Eu me acostumara à sua presença, embora evitasse ficar muito tempo perto dela. Quando isto acontecia, eu sentia enjoos e quando ela encostava em mim, doía, literalmente.

Nilima estava sempre conosco e sua presença tornava as coisas mais fáceis. Ela estava sempre cuidando de todos nós e fazia a nossa vida parecer mais normal do que era. Kishan tinha razão, ela era como uma irmã para nós, e agora eu a via desta forma.
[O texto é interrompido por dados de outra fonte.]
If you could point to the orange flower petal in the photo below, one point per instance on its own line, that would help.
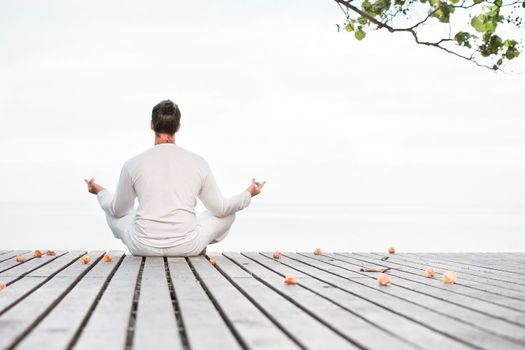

Kelsey, por sua vez, vinha tentando agir com naturalidade e esconder seu desapontamento, mas estava sempre triste e às vezes chorava escondida. Eu a ouvia, e me sentia culpado. Nós não sabíamos como agir perto um do outro.

Kadam e Kishan tentavam nos deixar mais à vontade, tendo cuidado para não comentar sobre a nossa relação e não mencionar a minha falta de memória. Kishan ficava sempre perto de Kelsey, dando-lhe apoio e carinho. Eles eram amigos, mas eu percebia em cada toque e em cada olhar, que Kishan desejava mais do que isso.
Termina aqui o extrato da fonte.